もう誰かを愛せはしない

6・同じ匂い


 

「メイサ、ショウスケじゃなくて『翔ちゃん♪』って呼んで」



めでたく(?)翔介と恋人という関係になったんだけど…




「あっ、でも『ダーリン』っていうのもいいなぁ」


「…悪いけど、翔ちゃんともダーリンとも絶対呼ばないからね」



付き合ってから翔介はずっとこんな感じ。




甘ったれというか

必要以上にイチャイチャしたがるというか…



礼羽とまるっきり正反対。




今だって講義中なのに、隣りでピーチクパーチクうるさい!


てか、何で2年生の翔介が1年の講義にいるのよ。




「いいじゃん!憧れてたんだから。ダーリンって呼んでよ、ハニー」


「気持ち悪いな!ハニーって呼ぶ度、一回ビンタだからね!!それに私はショウスケ以外呼びません」



静かな講義室に響く私の怒声。


教授に睨まれた私は翔介を突き飛ばすと、真っ赤になって縮こまった。




隣りに座っている美佳と亮太は笑いを堪えながら震えている。



「メイサと川野先輩、付き合い立てでラブラブしたいのはわかるけど、みんないるのを忘れないでね」


「美佳だって亮太とイチャついてんじゃん!」



講義室の机が段になっていて死角になってるのをいい事に、亮太と美佳はコッソリ手を繋ぎながら講義を受けている。

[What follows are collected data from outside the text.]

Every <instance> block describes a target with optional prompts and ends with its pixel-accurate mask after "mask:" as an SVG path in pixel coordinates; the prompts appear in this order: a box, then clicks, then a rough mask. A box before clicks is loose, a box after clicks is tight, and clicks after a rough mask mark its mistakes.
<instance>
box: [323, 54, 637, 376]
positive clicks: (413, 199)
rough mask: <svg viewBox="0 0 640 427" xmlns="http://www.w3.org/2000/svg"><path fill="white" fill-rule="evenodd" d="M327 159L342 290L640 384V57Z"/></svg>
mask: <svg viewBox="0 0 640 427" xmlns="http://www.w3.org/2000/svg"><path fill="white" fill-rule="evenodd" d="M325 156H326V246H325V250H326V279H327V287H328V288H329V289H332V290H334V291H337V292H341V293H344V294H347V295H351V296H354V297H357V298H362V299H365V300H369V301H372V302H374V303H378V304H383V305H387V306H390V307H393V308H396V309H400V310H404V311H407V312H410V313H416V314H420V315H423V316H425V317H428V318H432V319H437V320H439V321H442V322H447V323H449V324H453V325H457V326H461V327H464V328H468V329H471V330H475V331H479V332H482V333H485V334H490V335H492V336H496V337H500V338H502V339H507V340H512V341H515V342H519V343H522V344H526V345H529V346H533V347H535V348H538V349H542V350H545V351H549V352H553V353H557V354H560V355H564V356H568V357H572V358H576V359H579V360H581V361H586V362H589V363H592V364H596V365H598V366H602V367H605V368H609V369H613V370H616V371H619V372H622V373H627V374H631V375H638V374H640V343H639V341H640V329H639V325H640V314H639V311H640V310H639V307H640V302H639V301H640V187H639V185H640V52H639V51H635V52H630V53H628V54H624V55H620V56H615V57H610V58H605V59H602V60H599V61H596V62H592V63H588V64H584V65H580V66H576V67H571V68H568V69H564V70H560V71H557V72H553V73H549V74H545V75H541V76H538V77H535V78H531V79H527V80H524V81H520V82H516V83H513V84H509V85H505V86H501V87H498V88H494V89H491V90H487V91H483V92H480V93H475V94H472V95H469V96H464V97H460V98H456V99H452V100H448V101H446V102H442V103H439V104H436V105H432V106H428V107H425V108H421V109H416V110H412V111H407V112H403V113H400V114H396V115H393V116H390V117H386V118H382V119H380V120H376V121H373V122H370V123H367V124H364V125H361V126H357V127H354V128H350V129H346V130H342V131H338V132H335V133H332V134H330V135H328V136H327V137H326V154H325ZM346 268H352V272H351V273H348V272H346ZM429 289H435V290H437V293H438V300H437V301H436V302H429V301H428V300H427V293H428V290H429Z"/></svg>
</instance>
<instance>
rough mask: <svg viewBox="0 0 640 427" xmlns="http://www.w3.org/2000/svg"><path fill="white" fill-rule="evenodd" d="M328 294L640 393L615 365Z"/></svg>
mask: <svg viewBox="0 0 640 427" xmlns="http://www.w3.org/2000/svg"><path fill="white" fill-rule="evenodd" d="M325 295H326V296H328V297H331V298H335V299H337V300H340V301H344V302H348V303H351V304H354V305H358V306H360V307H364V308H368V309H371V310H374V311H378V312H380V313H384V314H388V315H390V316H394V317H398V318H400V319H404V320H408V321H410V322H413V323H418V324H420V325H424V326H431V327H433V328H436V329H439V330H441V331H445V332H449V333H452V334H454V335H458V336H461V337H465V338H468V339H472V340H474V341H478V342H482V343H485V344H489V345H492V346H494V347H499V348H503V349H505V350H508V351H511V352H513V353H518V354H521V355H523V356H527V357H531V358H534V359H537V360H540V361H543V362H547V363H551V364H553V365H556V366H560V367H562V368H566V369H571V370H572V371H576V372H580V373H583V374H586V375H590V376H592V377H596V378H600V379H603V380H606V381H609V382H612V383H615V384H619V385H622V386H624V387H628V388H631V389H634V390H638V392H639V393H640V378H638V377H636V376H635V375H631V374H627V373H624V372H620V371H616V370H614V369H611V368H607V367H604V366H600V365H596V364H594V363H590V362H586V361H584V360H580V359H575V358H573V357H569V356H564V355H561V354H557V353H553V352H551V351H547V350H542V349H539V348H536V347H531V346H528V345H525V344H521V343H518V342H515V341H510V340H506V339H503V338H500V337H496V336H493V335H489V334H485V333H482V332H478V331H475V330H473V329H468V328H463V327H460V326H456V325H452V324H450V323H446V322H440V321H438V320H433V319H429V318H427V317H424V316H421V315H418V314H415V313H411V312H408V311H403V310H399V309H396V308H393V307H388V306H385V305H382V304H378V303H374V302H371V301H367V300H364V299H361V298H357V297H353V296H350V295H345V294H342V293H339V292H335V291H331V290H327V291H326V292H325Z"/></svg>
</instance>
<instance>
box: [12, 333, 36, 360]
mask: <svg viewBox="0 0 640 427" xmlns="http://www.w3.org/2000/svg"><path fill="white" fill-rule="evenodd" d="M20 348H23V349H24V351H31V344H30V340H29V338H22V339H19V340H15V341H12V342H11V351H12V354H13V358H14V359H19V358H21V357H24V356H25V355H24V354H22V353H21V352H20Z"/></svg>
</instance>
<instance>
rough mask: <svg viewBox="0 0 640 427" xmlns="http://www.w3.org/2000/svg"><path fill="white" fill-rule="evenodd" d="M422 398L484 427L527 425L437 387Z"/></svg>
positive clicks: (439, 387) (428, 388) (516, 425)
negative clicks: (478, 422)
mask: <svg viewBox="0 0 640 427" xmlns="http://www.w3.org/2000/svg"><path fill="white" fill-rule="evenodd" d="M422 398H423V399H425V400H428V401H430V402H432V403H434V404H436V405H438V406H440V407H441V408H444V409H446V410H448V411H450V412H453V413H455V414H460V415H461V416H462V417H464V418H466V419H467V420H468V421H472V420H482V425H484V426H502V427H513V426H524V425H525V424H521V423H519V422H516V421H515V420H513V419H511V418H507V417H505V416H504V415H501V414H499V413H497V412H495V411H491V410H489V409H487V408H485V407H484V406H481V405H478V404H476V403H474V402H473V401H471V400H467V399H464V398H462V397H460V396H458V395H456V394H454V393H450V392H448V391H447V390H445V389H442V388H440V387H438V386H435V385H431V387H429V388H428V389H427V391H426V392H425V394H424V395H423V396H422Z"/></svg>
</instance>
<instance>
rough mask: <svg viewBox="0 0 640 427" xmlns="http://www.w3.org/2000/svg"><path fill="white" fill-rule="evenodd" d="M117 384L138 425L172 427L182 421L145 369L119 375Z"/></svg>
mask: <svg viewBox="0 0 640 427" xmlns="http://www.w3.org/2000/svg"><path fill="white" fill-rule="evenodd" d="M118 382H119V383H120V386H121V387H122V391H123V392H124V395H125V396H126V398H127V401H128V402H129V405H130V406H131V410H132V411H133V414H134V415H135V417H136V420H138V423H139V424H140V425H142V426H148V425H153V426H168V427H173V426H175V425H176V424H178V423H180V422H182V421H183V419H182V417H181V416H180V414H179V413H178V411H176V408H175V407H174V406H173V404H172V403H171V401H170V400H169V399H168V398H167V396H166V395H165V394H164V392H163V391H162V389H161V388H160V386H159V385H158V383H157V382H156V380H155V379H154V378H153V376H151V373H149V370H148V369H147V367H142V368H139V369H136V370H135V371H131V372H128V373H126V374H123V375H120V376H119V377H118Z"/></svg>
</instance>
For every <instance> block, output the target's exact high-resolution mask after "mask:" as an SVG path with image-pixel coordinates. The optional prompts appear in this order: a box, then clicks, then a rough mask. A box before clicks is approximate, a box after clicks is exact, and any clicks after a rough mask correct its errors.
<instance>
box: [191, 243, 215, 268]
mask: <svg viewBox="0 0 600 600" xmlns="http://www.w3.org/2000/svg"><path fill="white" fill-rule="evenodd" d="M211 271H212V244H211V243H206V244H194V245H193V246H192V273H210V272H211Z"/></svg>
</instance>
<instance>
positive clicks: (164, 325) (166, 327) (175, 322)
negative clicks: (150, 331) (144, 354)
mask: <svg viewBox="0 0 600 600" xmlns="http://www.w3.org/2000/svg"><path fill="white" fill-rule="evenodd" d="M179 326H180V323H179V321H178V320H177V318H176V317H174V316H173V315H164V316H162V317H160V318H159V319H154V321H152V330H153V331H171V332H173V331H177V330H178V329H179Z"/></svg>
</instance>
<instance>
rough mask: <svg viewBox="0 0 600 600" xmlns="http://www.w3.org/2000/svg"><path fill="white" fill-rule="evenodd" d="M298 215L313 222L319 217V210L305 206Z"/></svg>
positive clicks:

「誰にもバレてねぇんだからいいんだよ。メイサ達もココを使え」



亮太はコンコンと頭を叩くと笑った。




「…ムッツリカップル」


「何だと!?このオープンバカップル!!」



翔介と美佳達カップルとずっと騒いでいたら、痺れをきかせた教授に怒鳴られ、私達4人は退場させられてしまった。




「メイサのせいだからな!」

「何でよ!亮太の声がデカいからでしょ!!」



もう!
単位落としたらどうするのよ。

留年なんて嫌だよ、私。




「まぁまぁメイサも亮太くんも。退場させられたくらいで怒らない、怒らない」

「あんたのせいだ!!!!」



私と亮太を宥める翔介に、亮太と声を揃えて怒鳴った。